Both UK and Ireland failed to focus on loyalist violence
Opinion: The Irish government’s commitment to tackling the IRA has been questioned, but not enough was done to stem attacks from the other side
The aftermath of the bombing on South Leinster Street, Dublin, in 1974. A British minister and senior British officials met the UVF leadership immediately before and after the Dublin/Monaghan bombings. Photograph: Pat Langan/The Irish Times
Prof Henry Patterson’s article in The Irish Times last month (“Could Dublin have done more to defeat the IRA?”, September 14th, 2013) gave an interesting perspective on cross-Border security, alleging significant failings by successive Irish governments to come down hard on the IRA during the conflict.
Although this position is now a well-established unionist one, informed discussion of how the two sovereign governments responded to the deadly activities of paramilitary groups on both sides of the Border is welcome.
There is, however, a very different view to Prof Patterson’s. He omitted to mention the critical point that the Border was porous in both directions.
While some IRA members did indubitably flee south after attacks in the North, 50 people were killed in the Republic as a result of loyalist attacks in the opposite direction. Hundreds more were injured, yet not a single loyalist was convicted for any of these murders.
The dominant narrative of a negligent Irish government failing to apprehend IRA fugitives should be balanced with the contrasting account of a failure by the Northern authorities to take effective action against loyalists fleeing north.
In more than a decade of research in the British and Irish National Archives, Justice for the Forgotten and The Pat Finucane Centre have uncovered
declassified documents that shed a fascinating insight into the levels of co-operation between security forces on both sides of the Border.
From early 1974, the British government was anxious to establish formal joint cross-Border security structures. Following a high-powered meeting in Baldonnel in September 1974, four specialist panels were set up under the joint chairmanship of senior officers from both police forces. These officers met thereafter on a monthly basis, co-ordinating cross-border communications; advance planning; ballistics, explosives and detection of supply sources for weapons and explosives.
What is striking about the record of the September meeting is the total absence of any reference to the Dublin and Monaghan bombings, only four months earlier, in which 34 people lost their lives. Nor was there any mention of possible future forays into the Republic by loyalists. The discussions concentrated entirely on IRA violence.

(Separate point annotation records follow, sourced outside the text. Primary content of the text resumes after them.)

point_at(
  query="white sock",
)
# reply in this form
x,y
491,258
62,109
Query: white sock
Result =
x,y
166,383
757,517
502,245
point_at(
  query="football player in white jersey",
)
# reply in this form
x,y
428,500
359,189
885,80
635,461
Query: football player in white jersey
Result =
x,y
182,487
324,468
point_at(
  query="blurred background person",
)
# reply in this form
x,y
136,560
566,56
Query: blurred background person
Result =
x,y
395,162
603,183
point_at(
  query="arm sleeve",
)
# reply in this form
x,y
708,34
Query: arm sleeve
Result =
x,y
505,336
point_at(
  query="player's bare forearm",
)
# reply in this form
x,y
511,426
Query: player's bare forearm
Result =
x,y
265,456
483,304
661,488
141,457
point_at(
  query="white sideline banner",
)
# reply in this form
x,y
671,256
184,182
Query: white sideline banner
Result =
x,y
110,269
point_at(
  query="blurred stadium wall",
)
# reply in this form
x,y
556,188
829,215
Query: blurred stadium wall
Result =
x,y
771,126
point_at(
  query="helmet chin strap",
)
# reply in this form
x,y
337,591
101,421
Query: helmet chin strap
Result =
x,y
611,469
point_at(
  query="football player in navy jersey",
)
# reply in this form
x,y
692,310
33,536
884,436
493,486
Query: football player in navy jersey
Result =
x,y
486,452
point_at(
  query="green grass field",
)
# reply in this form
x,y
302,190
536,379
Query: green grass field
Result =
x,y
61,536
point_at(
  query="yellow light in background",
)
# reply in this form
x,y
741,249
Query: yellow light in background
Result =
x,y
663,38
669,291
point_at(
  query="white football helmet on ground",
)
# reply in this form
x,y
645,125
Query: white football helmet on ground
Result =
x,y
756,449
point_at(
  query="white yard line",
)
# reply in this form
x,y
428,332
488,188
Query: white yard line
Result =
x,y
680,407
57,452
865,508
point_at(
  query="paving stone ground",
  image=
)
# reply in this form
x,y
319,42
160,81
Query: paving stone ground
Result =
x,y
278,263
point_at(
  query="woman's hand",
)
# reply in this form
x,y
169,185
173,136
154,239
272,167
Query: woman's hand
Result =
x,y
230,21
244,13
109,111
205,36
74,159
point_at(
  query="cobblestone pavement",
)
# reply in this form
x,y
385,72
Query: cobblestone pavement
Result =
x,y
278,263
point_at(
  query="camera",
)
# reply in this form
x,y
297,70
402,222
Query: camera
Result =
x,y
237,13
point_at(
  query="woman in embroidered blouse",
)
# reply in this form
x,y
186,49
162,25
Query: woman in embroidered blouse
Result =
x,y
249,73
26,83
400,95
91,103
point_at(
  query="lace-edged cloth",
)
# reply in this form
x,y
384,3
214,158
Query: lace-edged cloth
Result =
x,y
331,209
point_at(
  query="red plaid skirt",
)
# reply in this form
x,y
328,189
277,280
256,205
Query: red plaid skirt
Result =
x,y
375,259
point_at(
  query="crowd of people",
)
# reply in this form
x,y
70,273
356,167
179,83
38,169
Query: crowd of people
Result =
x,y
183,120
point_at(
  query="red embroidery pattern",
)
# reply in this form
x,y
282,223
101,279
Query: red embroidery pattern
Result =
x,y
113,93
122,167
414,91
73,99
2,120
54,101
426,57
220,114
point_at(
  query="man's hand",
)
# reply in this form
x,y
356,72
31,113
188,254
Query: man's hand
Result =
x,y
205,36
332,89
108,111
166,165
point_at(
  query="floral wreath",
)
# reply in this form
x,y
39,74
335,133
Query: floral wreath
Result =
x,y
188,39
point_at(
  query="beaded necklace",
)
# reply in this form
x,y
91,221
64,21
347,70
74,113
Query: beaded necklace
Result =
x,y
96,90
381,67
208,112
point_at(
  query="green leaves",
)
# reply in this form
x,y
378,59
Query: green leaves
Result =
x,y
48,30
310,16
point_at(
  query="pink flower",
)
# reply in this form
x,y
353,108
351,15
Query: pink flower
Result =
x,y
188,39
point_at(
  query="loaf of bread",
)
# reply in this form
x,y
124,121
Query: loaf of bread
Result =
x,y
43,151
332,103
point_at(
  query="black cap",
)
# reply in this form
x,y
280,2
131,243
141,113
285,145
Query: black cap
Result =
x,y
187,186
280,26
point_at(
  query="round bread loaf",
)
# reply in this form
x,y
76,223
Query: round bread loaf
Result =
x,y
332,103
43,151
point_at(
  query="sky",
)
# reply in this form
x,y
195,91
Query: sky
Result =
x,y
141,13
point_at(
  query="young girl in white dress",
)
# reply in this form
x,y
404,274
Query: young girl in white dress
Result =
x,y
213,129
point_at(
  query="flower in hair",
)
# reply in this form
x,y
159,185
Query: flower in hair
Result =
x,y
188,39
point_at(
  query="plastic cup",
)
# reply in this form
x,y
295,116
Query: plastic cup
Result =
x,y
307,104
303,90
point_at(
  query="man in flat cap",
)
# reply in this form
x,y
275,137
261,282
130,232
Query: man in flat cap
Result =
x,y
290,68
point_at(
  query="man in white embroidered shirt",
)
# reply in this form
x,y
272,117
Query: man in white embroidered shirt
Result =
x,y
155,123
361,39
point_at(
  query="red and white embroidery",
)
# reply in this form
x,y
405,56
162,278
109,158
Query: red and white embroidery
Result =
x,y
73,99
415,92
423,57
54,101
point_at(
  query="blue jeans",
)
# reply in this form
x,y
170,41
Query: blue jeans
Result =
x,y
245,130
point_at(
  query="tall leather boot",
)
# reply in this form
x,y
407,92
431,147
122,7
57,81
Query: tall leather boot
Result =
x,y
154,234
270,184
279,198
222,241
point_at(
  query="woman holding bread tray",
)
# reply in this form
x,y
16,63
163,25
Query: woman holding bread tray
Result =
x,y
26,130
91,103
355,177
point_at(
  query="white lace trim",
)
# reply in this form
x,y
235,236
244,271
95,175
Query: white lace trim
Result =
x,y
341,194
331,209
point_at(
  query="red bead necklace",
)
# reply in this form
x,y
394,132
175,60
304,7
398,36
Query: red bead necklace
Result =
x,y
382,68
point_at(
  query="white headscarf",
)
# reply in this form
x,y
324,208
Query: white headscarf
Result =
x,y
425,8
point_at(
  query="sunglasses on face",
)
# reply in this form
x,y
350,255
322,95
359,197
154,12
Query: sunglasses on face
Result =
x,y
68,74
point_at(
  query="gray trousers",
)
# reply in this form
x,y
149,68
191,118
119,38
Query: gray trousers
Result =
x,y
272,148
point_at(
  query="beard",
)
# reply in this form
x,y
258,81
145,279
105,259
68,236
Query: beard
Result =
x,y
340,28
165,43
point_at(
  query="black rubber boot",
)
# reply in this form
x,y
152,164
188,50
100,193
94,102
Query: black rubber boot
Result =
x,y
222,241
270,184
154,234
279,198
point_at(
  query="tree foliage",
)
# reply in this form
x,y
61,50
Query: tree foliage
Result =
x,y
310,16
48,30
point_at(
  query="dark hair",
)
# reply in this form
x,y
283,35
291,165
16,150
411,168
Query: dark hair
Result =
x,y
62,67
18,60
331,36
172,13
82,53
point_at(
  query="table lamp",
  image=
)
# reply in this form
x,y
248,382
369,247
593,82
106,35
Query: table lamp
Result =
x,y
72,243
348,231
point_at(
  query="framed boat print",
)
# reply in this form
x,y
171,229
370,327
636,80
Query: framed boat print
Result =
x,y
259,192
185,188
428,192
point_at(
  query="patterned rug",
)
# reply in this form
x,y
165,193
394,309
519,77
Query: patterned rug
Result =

Inter alia, the documents show the RUC chief constable commenting that the exchange of information between the respective Newry and Dundalk Special Branches could not have been better while minister for justice Paddy Cooney sought British advice on what further measures Dublin could take against the IRA.
By late 1975, the Irish government was doing everything possible to assist the British in their fight against the IRA (it had already agreed, without demur, to the closure of many Border roads and to reconnaissance over-flights into the Republic). The two police forces were also operating joint vehicle checkpoints and had direct telephone/radio links to the highest level (using radios with secure speech supplied directly to An Garda Síochána by the British army).